Improved charge transfer performance of eosin Y-sensitized anatase TiO2 by anchoring group modification: from theoretical design to experiment

Abstract

Theoretical design and experimental proof of photocatalytic performance of eosin Y (EY) on anatase TiO₂ with a pyridine linker were obtained for increasing the photobiocatalytic activity of water splitting using visible light. Comparative studies on the hybrid interface of anatase and EY with carboxyl and pyridine anchors were performed by using density functional theory (DFT), time-dependent density functional theory (TD-DFT) calculations and experimental photoreduction of methyl viologen (MV). The geometries, binding interactions between dyes and anatase, electronic structures and electron transfer as well as the effect of isomers (ortho, meta, and para) on the dye/anatase systems were investigated.
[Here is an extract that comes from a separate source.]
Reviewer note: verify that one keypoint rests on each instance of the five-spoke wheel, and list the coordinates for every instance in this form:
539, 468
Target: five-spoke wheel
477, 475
Theoretical results indicated that EY with carboxyl and pyridine anchors had visible absorption and electron transfer from the dye to the anatase titania. Compared to carboxyl-para, which had the best optical performance among carboxyl groups, the adsorption strength of pyridine-ortho was close to that of carboxyl-para, while the oscillator strength increased significantly, which was more than 10 times higher than that of carboxyl-para. Corresponding with the theoretical estimation, EY pyridine linked TiO₂ is active to MV reduction under visible light irradiation by fast charge transfer, in particular, pyridine-ortho and para. Furthermore, high stability is also achieved for pyridine-para. An apparent quantum yield higher than 2.00% and 0.67% under 520 nm light was experimentally achieved in biocatalytic H₂ and NH₃ formation, respectively, for EY pyridine linked TiO₂, which was correctly predicted by the DFT calculations.